Whether the classification, tagging or embedding of metadata into digital images is voluntarily performed by everyday users sharing selfies on social networks or added subsequently by a sophisticated convolutional neural network or whether the images are enthusiastically shared on a social platform with close friends or maliciously captured by hidden surveillance cameras, satellites or CCTV, the images are stripped of their original nature. Transformed into data images, images now function as a ‘vast database of indexed photographs, which can be remixed and remapped’ (Rubinstein and Sluis, 2008, p.13). The transformation of images into data images not only obliterates the individual value of the image and relegates its meaning according to whether it belongs to a larger group of similar images, but also delegates to a machine trained to read the images our ability to judge, our arbitrariness and our ability to disagree. If we are becoming accustomed to believing a machine when it tells us that millions of disparate photographs classified as ‘dog’ cannot represent anything other than a dog, then we are also ceasing to question whether the machine may be wrong. It would not be long before we would believe, or would be convinced to believe, that someone classified by a machine as a criminal must be a criminal or that any threat to society must be such because the machine classified it so.
In anticipation of current events, Paul Virilio wrote,
Once we are definitively removed from the realm of direct or indirect observation of synthetic images created by the machine for the machine, instrumental virtual images will be for us the equivalent of what a foreigner’s mental pictures already represent: an enigma. (1994, p.60)
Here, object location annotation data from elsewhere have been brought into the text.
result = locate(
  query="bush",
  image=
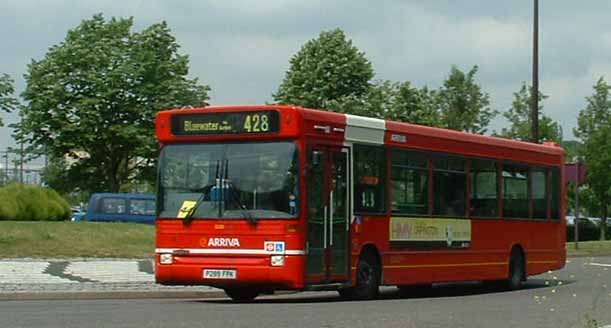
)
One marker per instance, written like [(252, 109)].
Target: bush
[(32, 203), (588, 231)]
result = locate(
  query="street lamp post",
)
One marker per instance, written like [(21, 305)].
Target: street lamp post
[(535, 89)]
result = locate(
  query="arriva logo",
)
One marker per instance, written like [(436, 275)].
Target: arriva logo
[(223, 242)]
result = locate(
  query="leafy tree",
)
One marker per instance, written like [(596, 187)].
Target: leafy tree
[(391, 101), (519, 117), (7, 102), (597, 112), (375, 102), (94, 96), (325, 69), (463, 105), (594, 130)]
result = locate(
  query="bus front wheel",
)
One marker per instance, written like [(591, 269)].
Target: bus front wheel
[(516, 271), (242, 294)]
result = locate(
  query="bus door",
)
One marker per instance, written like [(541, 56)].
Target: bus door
[(328, 204)]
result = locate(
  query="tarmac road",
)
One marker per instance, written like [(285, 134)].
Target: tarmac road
[(565, 298)]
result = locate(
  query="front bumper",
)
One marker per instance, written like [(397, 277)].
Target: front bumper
[(250, 271)]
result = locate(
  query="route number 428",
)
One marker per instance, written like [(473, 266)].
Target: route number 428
[(256, 123)]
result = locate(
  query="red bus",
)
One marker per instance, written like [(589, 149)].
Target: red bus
[(253, 199)]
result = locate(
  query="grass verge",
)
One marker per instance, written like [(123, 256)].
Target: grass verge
[(126, 240), (75, 239), (589, 248)]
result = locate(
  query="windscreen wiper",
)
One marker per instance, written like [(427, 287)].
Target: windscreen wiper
[(236, 197), (189, 217)]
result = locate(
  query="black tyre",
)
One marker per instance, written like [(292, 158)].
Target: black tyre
[(516, 271), (367, 279), (242, 294)]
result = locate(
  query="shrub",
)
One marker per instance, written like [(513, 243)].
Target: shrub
[(32, 203), (588, 231)]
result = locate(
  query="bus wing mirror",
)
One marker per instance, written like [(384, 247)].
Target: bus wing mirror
[(316, 158)]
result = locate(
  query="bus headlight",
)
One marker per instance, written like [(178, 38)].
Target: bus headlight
[(166, 259), (277, 260)]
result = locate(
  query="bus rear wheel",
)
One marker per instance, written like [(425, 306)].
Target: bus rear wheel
[(516, 271), (242, 294)]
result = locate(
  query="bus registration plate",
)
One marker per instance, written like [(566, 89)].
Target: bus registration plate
[(219, 274)]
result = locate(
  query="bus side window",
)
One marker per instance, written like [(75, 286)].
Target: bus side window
[(449, 186), (409, 180), (370, 179), (538, 186), (556, 202), (484, 189), (515, 191)]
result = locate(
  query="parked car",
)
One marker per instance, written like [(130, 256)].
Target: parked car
[(77, 214), (121, 207)]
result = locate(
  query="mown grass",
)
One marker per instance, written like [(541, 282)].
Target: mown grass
[(589, 248), (75, 239), (125, 240)]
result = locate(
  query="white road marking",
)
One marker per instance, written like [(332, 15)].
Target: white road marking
[(109, 271), (600, 264)]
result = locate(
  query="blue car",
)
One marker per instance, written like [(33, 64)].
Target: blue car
[(121, 207)]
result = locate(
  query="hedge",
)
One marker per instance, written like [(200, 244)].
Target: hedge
[(588, 231), (32, 203)]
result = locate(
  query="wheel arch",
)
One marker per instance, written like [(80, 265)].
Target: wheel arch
[(519, 249), (370, 248)]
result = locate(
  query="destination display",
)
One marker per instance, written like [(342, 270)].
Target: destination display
[(226, 123)]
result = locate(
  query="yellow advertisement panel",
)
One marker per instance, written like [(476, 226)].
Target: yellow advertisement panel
[(438, 231)]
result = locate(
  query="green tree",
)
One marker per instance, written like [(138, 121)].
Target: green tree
[(7, 102), (594, 130), (463, 104), (94, 96), (391, 101), (416, 106), (325, 69), (519, 117), (375, 102), (597, 112)]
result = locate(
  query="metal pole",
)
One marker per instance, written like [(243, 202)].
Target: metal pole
[(577, 205), (6, 165), (535, 89), (21, 162)]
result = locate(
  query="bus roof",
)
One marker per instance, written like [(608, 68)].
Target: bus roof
[(384, 127)]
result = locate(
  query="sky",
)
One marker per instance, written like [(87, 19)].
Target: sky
[(242, 48)]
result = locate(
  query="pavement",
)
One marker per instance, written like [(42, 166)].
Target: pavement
[(36, 279)]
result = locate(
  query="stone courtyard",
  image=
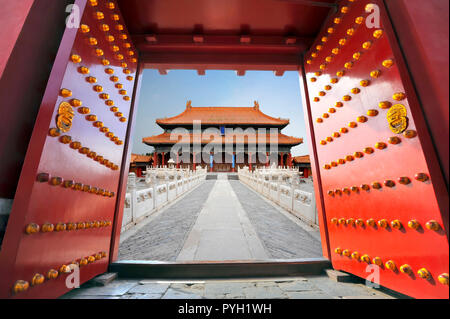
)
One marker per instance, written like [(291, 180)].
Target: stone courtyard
[(223, 220), (309, 287), (220, 220)]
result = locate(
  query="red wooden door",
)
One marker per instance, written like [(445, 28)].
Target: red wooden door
[(384, 200), (64, 211)]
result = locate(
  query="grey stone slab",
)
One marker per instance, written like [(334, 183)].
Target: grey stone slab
[(110, 290), (93, 297), (142, 296), (264, 293), (104, 279), (222, 230), (176, 294), (337, 289), (153, 288), (297, 286), (340, 276), (376, 296), (163, 237), (282, 238), (307, 295), (235, 288)]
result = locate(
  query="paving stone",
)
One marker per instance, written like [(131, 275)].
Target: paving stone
[(337, 289), (222, 288), (307, 295), (176, 294), (153, 288), (266, 284), (376, 296), (264, 293), (297, 286), (163, 237), (340, 276), (282, 238), (109, 290), (93, 297), (104, 279), (142, 296)]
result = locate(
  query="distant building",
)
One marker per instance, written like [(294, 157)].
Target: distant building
[(304, 164), (138, 163), (235, 148)]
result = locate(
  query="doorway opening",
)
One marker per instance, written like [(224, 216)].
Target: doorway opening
[(220, 170)]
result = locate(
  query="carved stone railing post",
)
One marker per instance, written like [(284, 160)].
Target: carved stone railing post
[(132, 190)]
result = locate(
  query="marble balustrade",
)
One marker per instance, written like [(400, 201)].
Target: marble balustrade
[(284, 187), (160, 187)]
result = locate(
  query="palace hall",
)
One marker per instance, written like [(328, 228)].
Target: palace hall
[(222, 139)]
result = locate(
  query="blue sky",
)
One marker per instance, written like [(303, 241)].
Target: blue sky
[(166, 95)]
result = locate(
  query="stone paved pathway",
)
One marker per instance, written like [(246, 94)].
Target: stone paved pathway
[(222, 230), (220, 220), (163, 237), (282, 238), (310, 287)]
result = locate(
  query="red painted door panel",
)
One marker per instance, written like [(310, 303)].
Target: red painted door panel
[(70, 179), (356, 80)]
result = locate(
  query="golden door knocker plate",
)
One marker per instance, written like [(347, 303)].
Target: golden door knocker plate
[(65, 117), (397, 119)]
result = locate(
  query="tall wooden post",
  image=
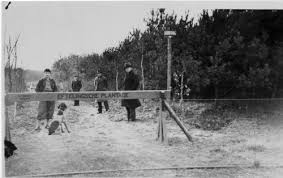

When we rely on technology to understand, classify and judge the world, entrusting it with the role of a neutral and independent referee, we persist in the enduring fantasy that machines can reduce human error. By blindly believing the machine's judgement of the image, we risk becoming blind in our capacity for individual judgement, in our capacity to disagree, to disobey or simply to act and think differently from the mainstream narrative.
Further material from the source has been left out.